O choque é porque The Flight Attendant, baseada no livro de Chris Bohjalian, não oferece o conforto proporcionado pela série Ted Lasso, cujo sucesso durante o confinamento é autoexplicativo. As coisas mais surreais acontecem com Cassie Bowden (Kaley Cuoco, indicada para o Emmy pelo papel) o tempo todo, sem pausas.
— Eu sei que as pessoas ficam gritando com a TV, dizendo: "Não faça isso, não faça isso!" — contou a atriz, que também é produtora da série.
Cuoco entende a reação. Cassie faz as coisas mais absurdas depois de despertar em um mar de sangue do bonitão com quem tinha passado a noite anterior.
— Quando li o livro, eu pensava: mas por que essa mulher ia tentar pegar seu voo depois de acordar ao lado de um cadáver? — contou Cuoco. — Mas eu assisti a muitos episódios de Dateline (programa semanal sobre crimes reais). As pessoas fazem essas coisas, por medo ou choque. Elas tomam decisões que você acha que nunca tomaria, mas a verdade é que nunca se sabe como reagir em uma situação dessas.
Yockey acredita que o sucesso vem da mistura de escapismo e fantasia — na primeira temporada, Cassie tinha conversas com Alex (Michiel Huisman), o morto, e viajava para Roma e para a Tailândia.
— Mas eu também acho que a série tem uma história real e sensível para contar — afirmou.
Cassie é uma mulher cheia de defeitos, que não dá conta de ser uma boa amiga, irmã e profissional, e abusa do álcool para mascarar seus traumas.
Personagens femininas
Para Natalie Chaidez, que assumiu o posto de cocriadora na segunda temporada, é muito entusiasmante ver personagens femininas complexas como Cassie, sua melhor amiga Annie (Zosia Mamet) e sua colega de trabalho Megan (Rosie Perez) na televisão.
— Muita gente falou: "Mas por que as pessoas vão gostar dela? Vão achar que ela é uma vaca.

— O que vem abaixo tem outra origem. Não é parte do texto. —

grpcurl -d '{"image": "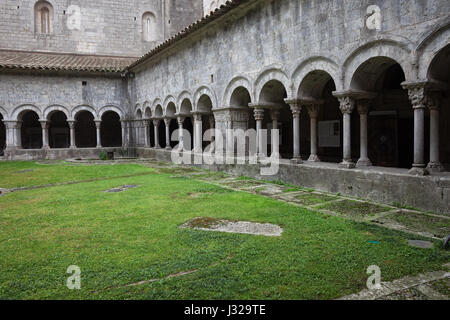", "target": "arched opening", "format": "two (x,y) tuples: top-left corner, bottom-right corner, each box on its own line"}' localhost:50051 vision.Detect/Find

Ela é muito cheia de problemas. Ela não pode ter um filho ou um cachorro?". Fico feliz de estarmos em um momento na televisão em que uma mulher como Cassie é aceita e amada. Ela parece uma mulher real para nós, mulheres.
Há espaço até para mostrar uma mulher de meia-idade, Megan, que se acha invisível, sofre os efeitos da menopausa e está se encontrando, mesmo tendo de fugir de espiões da Coreia do Norte.
Na segunda temporada, Cassie tenta emendar-se. Mudou-se de Nova York para Los Angeles, frequenta reuniões dos Alcoólicos Anônimos, tem um namorado. Mas também está colaborando com a CIA e, logo de cara, em Berlim, vê uma mulher igual a ela colocando uma bomba em um carro. Cassie sendo Cassie, pode tanto ser fruto de sua imaginação quanto alguém tentando incriminá-la.
Em vez de conversar com um homem morto, Cassie tem conversas consigo mesma, ou melhor, com versões de si mesma: há a Cassie divertida, a mal-humorada, a adolescente, aquela que ela gostaria de ser. Ela reencontra sua mãe, interpretada por Sharon Stone, o que faz parte de seu caminho penoso para ficar sóbria. Ou seja, nada mudou em The Flight Attendant, que vai continuar equilibrando os pratinhos da comédia, da espionagem e do suspense enquanto trata de temas sérios como trauma e alcoolismo.